両リーグで優勝を経験した山田選手にも、統一プロリーグ問題について触れてもらった。
「大変な問題だと思います。男子はここ最近オリンピックには出られていませんが、女子に関してはアジアでチャンピオンになっていますし、女子まで国際大会へ出場停止となってしまうのはどうかと思います。
また、WJBLは早々に1部と2部が合併したわけですし、プロ(クラブチーム)と企業も関係なくできています。そこをどうやるのかというのは、本当に難しい問題だと思います。
今日も応援に来てくれたクリニックの子どもたちがいましたが、その子たちのためにも、しっかり話し合ってクリアにしてもらいたいです。
両方のリーグにも良い部分がありますが、現状の集客面ではファイナルを観てもbjリーグの方が人は入っているわけですし、そういうところは受け入れなければいけないのかなと思います。もちろんNBLは、ずっと実業団リーグとしてやってきたわけですから、企業チームとしての意見もあるかと思います。すごく難しい問題だと思いますし、早くしなければいけないのでしょうがなかなか答えが出る問題ではないと僕は思います。トップ同士がしっかり話し合いをして、良い方向に持って行かないと、今後バスケットボールというものが本当にリーグとして無くなってしまうのではないか、という不安もあります。このまま状態ではいけないと思うので、早急に話し合った方が良いと思っています。

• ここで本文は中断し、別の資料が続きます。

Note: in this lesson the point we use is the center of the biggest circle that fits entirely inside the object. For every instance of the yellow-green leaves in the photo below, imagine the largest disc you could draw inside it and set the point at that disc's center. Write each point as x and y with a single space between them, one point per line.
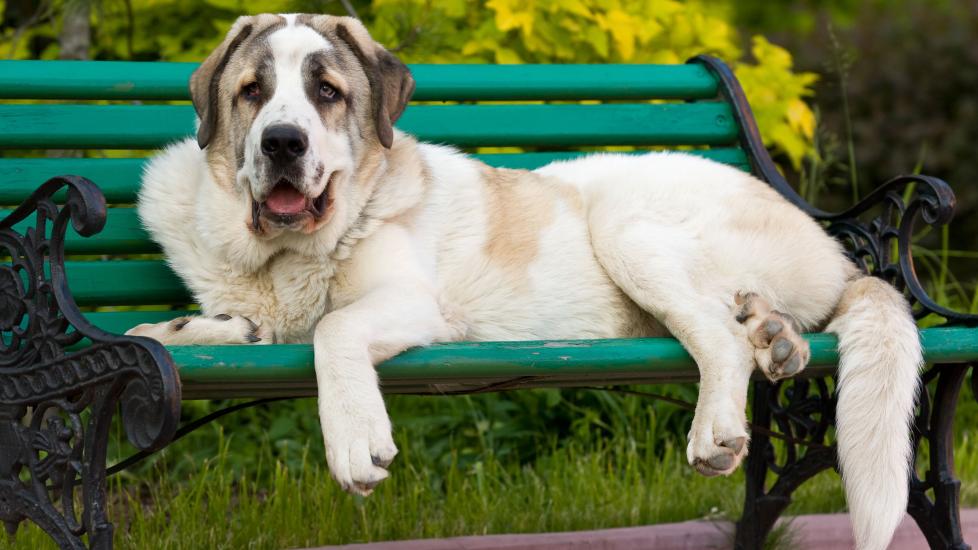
605 31
775 92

メディアで取り上げてもらわないといけないですし、2020年に東京オリンピックがあるわけですから、そこに日本が出ていないのはやっぱりよくないのかなと思います」

最後に、古巣のリンク栃木との対戦を臨んでいるかを聞いた。
「お互いプロチームですので、対戦してみたい気持ちはあります。切磋琢磨になるし、対戦することで良い勉強になると思います。今年のプレシーズンは交流戦も盛んに行われていたので、ある程度のお互いのレベルも分かったと思います。バスケットの堅実さやパフォーマンスの良さも分かるので、交流しているのは良い方向に向かっているのかなとは思います」

山田選手は毎週金曜20:30〜21:00にFM湘南ナパサ(78.3MHz)で「それいけビーコル!謙治のラジオ」という情報番組を持っている。ネット環境があれば、サイマルラジオでどこからでも聞くことが可能だ。